The relaxed atmosphere had left the room. Lady Harrington asked the maids to take out the decorations; they would finish them on the following day. Lord Ranger and Lord Paul were annoyed with Mrs. Tenby and paid particular attention to Mandy and Jilly. That was, until Sir John gently drew Lord Paul aside and said, “I hope you are going to heed my advice.” Lady Harrington’s sharp eyes noticed the exchange, and she wondered what her husband had said to bring that dark look to Lord Paul’s eyes. Then she marked the way that Lord Paul in turn drew Lord Ranger aside and the look of displeasure on Lord Ranger’s face.
It was borne in on Lady Harrington as she noticed the way the two gentlemen promptly turned their attentions to Lucinda and Harriet that her normally indolent husband had warned them off.
But try as Lady Harrington would to get a word alone with her husband for the rest of that dreadful evening, he seemed to escape her, and so she had to sit and fume, watching the sadness grow in Jilly and Mandy’s eyes, observing how Lucinda and Harriet were glowing in a vulgar triumphant sort of way, which unfortunately added considerably to their beauty.

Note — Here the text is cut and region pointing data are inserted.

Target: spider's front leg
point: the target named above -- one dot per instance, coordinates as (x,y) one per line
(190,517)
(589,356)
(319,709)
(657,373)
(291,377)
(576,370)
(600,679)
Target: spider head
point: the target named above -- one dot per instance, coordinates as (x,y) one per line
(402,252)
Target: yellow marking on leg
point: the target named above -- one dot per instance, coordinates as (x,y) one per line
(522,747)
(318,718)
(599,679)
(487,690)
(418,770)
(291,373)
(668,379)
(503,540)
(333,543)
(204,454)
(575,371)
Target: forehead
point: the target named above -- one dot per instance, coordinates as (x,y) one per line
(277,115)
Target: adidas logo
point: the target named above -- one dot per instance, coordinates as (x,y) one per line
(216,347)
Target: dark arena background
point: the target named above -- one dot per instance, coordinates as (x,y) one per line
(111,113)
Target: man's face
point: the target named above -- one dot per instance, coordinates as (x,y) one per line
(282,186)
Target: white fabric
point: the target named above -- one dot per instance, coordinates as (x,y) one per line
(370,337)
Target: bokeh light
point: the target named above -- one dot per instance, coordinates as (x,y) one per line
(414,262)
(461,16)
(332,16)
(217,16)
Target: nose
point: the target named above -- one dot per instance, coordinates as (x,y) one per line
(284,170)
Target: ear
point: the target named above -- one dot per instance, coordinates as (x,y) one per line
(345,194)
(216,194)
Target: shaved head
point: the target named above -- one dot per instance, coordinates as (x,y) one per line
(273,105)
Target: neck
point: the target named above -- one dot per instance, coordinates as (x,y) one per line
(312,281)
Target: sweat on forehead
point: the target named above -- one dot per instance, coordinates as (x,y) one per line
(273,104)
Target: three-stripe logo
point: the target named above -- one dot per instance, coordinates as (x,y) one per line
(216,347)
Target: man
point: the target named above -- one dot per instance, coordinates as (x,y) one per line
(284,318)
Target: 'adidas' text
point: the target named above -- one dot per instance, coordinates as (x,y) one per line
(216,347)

She had to ask the Tenby party to stay for dinner, and hospitable though she normally was, Lady Harrington found herself becoming resentful. It had been such a jolly, pleasant day, a day in which she had been able to forget that “her” two charming girls were not a permanent fixture, that the day would come when they had to return home to a very bleak life indeed.
“Have you heard from your parents?” she suddenly heard Mrs. Tenby ask the Davenport girls.
Lady Harrington flinched. She had received several letters, some addressed to her, some addressed to Jilly and Mandy. She had opened and read them all but had not passed them on to the girls. They were full of such depressing admonitions.
“No,” said Jilly, “and I hope all is well. I put in our letters that we had not heard
a word, but Lady Harrington made me take that bit out, for she said it would worry Mama and Papa unnecessarily.”
Lady Harrington saw the sharp look in Mrs. Tenby’s eyes. “How odd,” said that lady, “for my husband received a letter only the other day from friends in Yorkshire.”
“Yes, very odd.” Lady Harrington signaled to one of the maids. “Bring in the pudding, Mary.”
Lady Harrington was now seriously worried. She would need to tell the girls about those letters, should have done so before. But, she consoled herself, there was still plenty of time. The roads between the Cotswolds and Yorkshire would be too bad until the spring to allow Mr. and Mrs. Davenport to travel.
Normally they would all have retired to the drawing room and danced or played games, but Lady Harrington became as chilly a hostess as Mrs. Tenby and urged Lucinda to play the piano and Harriet to sing because that kept them from ogling and flirting.
At eleven o’clock Lady Harrington said firmly that she was extremely fatigued. It had been a long day. She remained standing until Lord Ranger and Lord Paul got to their feet, until Mrs. Tenby said they should be going home, until Harriet and Lucinda had been helped into their cloaks.
Lady Harrington noticed uneasily that Lucinda flashed a triumphant sort of I-know-something-you-don’t-know look in the Davenport girls’ direction and wondered what she had been plotting.
Lord Ranger and Lord Paul made very stately and formal good-byes. Jilly smiled and waved, but she put a protective arm around her sister’s waist and her eyes were sad.
When the party had disappeared into the night, Lady Harrington, her face grim, turned to her husband. “You cannot escape me now. A word with you in private.”
* * *
“That went very well,” said Harriet with satisfaction when she and Lucinda were alone again. “Did you mark those silly gowns they had on? Like peasant girls. And what do you think of what Mrs. Tenby said on the road home, that she believed that Lady Harrington had not been showing any letters from the Davenports to their daughters?”